Thursday in Santa Fe

02010-01-14 | Uncategorized | 0 comments

Rain was promised for noon and then for 14:00, but it’s not happening…

Since returning to Santa Fe this week I have written one new piece per day. I think I am up to eight now. I record new ideas into the iPhone, using the iProRecorder from BIAS (((I should order this Mikey or maybe I should wait for the new Mikey?))), or my 722 recorder, so I don’t forget the melodies. Hm, maybe we will have a new album out by the Summer.

Jason Goodwin writes mystery novels set in Istanbul, staring the eunuch detective Yashim. I have read all three and am eagerly awaiting the fourth one this Spring…

Authors in the Kitchen » Jason Goodwin
In and Out of the Kitchen with Jason Goodwin

How people stay warm in Japan. But, doesn’t kerosene reek?

click opera – The fashionable sekiyu heater
This is a good time, then, to talk about a set of particularly cheerful heating devices I’ve been “collecting” on my travels. The sekiyu sutobu is a kerosene stove-heater with a kettle sitting atop it. It warms the room, and keeps the water for your tea constantly hot.

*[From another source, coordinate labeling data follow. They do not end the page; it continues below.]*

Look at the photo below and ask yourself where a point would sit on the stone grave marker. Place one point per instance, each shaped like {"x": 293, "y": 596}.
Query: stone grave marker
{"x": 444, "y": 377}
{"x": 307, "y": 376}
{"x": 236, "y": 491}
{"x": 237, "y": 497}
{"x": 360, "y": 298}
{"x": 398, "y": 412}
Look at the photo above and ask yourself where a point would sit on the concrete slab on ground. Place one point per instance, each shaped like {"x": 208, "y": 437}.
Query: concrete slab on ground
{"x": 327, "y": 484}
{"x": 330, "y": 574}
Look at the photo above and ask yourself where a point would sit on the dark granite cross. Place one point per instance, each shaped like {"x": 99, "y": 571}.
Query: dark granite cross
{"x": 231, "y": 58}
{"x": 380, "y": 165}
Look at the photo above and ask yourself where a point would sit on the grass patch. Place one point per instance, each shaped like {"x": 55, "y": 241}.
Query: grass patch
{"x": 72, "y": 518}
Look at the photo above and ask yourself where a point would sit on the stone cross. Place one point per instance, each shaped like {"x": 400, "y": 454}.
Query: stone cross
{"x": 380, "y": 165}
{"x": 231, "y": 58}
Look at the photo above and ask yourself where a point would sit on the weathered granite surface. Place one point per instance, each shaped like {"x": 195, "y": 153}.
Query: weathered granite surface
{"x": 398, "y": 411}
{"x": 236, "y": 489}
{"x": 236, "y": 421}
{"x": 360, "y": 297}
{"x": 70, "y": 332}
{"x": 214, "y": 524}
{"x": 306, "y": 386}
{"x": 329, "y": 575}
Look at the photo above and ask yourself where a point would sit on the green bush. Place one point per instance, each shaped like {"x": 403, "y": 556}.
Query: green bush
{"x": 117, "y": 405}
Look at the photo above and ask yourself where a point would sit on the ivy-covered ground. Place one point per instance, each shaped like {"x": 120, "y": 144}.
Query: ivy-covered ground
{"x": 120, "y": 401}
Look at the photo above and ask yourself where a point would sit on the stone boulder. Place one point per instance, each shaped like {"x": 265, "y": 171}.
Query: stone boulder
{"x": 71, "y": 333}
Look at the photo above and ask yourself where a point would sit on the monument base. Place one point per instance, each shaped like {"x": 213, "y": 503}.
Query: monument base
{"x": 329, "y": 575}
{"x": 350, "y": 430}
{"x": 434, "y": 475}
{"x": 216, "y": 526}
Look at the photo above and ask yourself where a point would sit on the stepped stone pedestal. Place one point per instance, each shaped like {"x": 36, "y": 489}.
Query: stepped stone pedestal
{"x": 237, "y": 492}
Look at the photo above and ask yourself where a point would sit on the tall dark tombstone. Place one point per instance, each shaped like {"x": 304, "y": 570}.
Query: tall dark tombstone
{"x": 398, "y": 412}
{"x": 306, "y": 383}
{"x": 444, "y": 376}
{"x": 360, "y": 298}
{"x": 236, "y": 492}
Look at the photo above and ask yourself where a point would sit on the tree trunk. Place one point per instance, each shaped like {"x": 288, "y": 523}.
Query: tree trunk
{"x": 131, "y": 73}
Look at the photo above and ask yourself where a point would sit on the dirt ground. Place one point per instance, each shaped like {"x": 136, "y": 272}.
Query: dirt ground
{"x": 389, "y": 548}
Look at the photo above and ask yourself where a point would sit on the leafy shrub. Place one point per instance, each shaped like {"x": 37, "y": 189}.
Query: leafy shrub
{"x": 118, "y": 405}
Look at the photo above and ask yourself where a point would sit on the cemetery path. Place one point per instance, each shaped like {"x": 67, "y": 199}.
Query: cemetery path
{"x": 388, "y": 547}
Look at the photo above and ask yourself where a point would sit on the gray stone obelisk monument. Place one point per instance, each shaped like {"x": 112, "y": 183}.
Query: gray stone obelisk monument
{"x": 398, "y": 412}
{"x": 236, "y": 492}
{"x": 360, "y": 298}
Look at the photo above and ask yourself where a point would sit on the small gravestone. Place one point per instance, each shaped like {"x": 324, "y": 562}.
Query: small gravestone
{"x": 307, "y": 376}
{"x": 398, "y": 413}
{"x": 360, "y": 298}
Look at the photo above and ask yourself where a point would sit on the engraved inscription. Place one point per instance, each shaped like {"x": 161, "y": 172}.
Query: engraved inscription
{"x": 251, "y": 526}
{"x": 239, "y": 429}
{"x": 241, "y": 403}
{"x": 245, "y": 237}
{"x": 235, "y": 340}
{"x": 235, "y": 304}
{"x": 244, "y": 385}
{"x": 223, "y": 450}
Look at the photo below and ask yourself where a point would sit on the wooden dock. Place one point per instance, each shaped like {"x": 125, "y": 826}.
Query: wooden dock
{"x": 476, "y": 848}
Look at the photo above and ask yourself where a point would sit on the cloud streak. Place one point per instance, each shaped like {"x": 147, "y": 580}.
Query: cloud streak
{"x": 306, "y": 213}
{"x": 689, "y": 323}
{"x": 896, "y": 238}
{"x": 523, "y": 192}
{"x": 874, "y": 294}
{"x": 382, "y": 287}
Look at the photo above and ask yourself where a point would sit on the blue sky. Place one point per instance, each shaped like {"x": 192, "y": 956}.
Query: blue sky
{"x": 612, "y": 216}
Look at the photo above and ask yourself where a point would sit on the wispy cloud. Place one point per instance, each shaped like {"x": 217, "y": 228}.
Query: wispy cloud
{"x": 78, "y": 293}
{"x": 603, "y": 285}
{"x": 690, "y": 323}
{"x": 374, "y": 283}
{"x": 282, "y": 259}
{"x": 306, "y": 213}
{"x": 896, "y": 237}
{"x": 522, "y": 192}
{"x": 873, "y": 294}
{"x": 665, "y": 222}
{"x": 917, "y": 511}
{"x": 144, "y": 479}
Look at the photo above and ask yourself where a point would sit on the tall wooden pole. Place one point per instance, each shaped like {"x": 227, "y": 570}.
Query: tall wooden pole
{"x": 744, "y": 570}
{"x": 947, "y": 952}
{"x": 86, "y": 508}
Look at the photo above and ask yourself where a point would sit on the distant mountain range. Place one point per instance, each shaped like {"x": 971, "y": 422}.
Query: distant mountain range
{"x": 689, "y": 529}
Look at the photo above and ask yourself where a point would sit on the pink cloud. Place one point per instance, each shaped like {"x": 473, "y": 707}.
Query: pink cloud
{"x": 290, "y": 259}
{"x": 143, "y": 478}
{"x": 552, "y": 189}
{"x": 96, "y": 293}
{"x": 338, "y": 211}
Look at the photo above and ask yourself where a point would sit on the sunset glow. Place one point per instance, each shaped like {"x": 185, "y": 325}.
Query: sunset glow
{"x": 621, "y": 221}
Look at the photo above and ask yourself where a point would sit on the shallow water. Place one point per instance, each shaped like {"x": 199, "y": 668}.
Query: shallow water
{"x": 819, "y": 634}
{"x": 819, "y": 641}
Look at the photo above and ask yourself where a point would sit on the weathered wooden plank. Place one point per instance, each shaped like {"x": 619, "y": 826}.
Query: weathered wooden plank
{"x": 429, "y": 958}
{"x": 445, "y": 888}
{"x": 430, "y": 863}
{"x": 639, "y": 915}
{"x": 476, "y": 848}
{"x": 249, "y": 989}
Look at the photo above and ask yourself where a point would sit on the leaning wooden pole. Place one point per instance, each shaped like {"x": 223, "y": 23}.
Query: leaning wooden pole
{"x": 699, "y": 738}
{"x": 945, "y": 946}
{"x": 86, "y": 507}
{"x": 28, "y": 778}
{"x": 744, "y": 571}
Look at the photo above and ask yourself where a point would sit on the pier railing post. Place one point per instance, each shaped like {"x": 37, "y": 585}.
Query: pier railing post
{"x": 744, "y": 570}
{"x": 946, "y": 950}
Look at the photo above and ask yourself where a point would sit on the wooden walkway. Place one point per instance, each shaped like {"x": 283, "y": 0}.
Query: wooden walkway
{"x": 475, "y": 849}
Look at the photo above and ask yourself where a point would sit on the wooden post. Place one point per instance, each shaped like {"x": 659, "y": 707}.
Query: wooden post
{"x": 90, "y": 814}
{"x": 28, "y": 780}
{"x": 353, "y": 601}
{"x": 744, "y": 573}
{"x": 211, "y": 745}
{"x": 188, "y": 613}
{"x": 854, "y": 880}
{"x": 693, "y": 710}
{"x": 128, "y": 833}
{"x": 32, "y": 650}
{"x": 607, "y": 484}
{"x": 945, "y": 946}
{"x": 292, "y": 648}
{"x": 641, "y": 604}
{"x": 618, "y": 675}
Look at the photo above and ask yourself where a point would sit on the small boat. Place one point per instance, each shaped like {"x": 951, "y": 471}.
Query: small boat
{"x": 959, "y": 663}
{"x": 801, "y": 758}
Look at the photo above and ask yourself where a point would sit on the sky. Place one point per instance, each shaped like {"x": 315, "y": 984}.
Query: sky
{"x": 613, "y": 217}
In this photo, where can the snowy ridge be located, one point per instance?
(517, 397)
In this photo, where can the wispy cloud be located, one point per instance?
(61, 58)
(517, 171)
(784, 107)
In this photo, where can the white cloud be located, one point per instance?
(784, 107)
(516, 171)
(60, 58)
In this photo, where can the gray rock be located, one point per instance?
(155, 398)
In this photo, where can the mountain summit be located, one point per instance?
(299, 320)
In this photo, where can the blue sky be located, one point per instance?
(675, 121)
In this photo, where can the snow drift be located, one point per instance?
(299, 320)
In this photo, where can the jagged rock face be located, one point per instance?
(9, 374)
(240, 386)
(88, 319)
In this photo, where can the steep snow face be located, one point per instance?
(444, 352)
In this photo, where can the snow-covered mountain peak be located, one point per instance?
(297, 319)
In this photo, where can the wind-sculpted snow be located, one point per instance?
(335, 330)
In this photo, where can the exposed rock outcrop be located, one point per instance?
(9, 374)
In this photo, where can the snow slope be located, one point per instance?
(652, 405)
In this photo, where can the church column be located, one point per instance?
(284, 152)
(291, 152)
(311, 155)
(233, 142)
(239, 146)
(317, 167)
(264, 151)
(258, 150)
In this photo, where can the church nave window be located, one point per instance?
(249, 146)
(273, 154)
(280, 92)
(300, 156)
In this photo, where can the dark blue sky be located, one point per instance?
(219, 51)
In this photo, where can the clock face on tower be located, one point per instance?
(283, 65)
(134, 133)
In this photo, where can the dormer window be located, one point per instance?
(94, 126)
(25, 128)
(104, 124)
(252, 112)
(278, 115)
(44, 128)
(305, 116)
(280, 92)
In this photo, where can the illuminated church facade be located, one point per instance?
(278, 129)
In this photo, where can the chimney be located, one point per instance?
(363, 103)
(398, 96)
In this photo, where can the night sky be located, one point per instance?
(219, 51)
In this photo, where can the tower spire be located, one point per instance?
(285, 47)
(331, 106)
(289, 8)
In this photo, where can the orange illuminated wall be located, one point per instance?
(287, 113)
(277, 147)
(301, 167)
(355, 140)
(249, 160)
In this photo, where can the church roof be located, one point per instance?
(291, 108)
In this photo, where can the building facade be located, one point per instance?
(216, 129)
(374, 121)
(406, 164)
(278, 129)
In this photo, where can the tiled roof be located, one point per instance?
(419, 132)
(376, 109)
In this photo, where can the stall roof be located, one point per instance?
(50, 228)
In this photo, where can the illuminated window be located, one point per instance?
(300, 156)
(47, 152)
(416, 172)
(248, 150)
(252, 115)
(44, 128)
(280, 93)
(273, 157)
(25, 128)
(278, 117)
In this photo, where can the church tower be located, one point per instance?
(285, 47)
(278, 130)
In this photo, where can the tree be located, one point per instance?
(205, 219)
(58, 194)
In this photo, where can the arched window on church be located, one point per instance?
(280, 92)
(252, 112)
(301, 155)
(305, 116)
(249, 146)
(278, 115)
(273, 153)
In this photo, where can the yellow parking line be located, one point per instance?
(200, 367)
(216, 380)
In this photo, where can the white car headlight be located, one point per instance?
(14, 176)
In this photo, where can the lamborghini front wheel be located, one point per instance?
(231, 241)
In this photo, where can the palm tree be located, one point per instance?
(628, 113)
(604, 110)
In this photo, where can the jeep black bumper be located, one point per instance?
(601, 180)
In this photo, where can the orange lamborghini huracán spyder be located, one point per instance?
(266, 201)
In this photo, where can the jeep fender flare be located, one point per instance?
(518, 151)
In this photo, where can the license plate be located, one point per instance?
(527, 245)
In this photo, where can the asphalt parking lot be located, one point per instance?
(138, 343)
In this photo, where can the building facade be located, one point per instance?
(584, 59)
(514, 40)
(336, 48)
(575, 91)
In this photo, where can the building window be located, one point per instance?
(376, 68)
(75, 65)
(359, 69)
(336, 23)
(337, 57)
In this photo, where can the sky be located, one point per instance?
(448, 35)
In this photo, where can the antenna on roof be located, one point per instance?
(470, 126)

One step closer to ordering food as seen on Star Trek…
Although chefs like Ferran Adria at El Bulli would undoubtedly create memorable dishes with this:

Projects Details — Cornucopia: Digital Gastronomy | fluid interfaces
Cornucopia’s cooking process starts with an array of food canisters, which refrigerate and store a user’s favorite ingredients. These are piped into a mixer and extruder head that can accurately deposit elaborate combinations of food. While the deposition takes place, the food is heated or cooled by Cornucopia’s chamber or the heating and cooling tubes located on the printing head. This fabrication process not only allows for the creation of flavors and textures that would be completely unimaginable through other cooking techniques, but it also allows the user to have ultimate control over the origin, quality, nutritional value and taste of every meal.

Must go to Onomichi. Ozu filmed there.

click opera – The Pirandello house at Onomichi
Hisae, Yoyo and I spent Monday being shown around some extraordinary buildings in Onomichi, a port town on the Inland Sea sometimes used by Ozu for his films (it escaped bombing in the war), and dominated by an eerie temple pagoda perched on a rock. We spent Sunday night in a slightly spooky old house occupied by two university students, then, after a breakfast of bread from a tiny and excellent bakery, artist Kiyohito Mikami guided us through the warren of hillside pedestrian streets to look at some art projects he and Tamaki Ono have set up in some of Onomichi’s 400 unoccupied houses. His project is called AIR Onomichi (AIR stands for Artists in Residence).

If you go to Flickr and enter the tag Onomichi, you will find lots of interesting photos. Many stairs…

Here is something Bruce Sterling linked to today. A trippy timelapse on Vimeo:

(Via Beyond the Beyond)

Duct tape use 4,526: Repair plane after bear destroys it | Crave – CNET

Not sure how believable that is, but the photos are pretty interesting nontheless.